3.12. Gluten-Free Rice Bread Quality

Bread volume (mL) was measured after 1 h cooling and determined by the rapeseed displacement method 10-05 (AACC International, Saint Paul, MN, USA, 2000). The specific volume (mL/g) was calculated as the volume divided by the weight measured 1 h after baking.

After baking and cooling, the breadcrumbs were immediately frozen by liquid nitrogen and then freeze-dried. The size of 4 mm × 2 mm × 2 mm small pieces were cut from the center of the breadcrumbs, and then their microstructures were examined by SEM at magnifications 1000× g with 10 kV.

Crumb texture was determined by using a Texture Analyzer (TA-XT2i, Stable Micrio System, Godalming, England). Small piece sizes of 15 mm × 15 mm × 15 mm were cut from the center of the breadcrumbs. The texture profile analysis (TPA) double compression test was performed by an aluminum probe (36 mm diameter; P/36R), which could penetrate 50% depth at 1 mm/s speed test with a 5 s delay between the first and second compression. The trigger force was 5 g. A total of 12 replicates were carried out.

4. Conclusions

Rice flour was subjected to ultrasound, microwave and hydrothermal treatments. These physical modified treatments significantly changed the particle size and structure of rice flour, which affected their hydration, pasting and rheological behavior, and further changed the rice bread quality.
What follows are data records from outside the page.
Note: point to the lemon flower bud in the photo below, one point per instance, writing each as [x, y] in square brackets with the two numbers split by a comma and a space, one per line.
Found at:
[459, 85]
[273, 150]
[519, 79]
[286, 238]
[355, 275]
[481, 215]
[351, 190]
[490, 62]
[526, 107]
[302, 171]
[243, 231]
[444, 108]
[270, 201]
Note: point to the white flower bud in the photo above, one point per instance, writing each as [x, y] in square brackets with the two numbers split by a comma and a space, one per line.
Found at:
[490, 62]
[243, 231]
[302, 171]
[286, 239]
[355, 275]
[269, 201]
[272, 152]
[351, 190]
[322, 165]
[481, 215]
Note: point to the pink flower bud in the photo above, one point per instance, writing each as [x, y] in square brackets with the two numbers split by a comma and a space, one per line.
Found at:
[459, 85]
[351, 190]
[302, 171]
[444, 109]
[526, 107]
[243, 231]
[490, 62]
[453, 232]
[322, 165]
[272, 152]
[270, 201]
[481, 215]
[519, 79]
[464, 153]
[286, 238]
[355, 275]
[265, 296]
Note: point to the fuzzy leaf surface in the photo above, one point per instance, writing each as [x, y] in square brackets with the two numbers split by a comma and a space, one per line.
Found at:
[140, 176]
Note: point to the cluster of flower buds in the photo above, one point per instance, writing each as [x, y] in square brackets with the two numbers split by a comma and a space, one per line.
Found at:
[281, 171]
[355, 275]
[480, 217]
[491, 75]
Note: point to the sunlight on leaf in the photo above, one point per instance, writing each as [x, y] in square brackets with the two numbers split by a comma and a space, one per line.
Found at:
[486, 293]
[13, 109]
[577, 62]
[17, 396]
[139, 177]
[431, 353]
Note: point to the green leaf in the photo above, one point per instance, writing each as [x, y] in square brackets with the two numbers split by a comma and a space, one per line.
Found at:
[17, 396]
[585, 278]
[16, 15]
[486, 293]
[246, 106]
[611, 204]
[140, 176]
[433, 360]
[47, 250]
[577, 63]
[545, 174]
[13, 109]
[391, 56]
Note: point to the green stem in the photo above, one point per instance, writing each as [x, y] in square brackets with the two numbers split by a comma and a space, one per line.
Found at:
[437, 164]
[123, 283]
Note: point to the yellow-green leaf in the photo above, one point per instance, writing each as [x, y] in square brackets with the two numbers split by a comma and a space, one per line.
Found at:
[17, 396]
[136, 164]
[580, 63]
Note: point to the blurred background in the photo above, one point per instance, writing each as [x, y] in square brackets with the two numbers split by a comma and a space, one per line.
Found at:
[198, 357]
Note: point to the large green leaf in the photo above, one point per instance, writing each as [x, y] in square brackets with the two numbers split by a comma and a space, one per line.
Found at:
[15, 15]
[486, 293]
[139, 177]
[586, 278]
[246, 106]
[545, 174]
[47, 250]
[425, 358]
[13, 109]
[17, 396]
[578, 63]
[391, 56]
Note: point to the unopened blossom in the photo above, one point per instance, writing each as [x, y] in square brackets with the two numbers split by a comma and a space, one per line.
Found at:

After hydrothermal treatment, the structure of starch granules was seriously destroyed, and the percentage of irregular curl in the protein secondary structure increased. The excessive batter viscoelasticity of HT limited the development of the batter during fermentation, resulting in a stiffer bread crumb and smaller bread volume. In addition, microwave treatment weakened the hydrogen bonding force and changed the secondary structure of the protein with the conversion from β-turn to β-sheet. The doughs made with MW showed higher viscoelasticity and more stable cell structure than that of SF. Especially, the starch structure of US was reinforced and the protein secondary structure was modified with the decrease in β-turn and increase in α-helix. These molecular changes could explain the decrease of the pasting profile and narrowing of the gelatinization range in US. Moreover, the viscoelasticity of the batter containing 15% US was significantly improved compared to the SF batter, leading to a higher bread volume and softer crumb texture close to those of bread with WF. In conclusion, ultrasound modification is an alternative to improve the morphology and physical properties of rice flour and further improve gluten-free bread quality.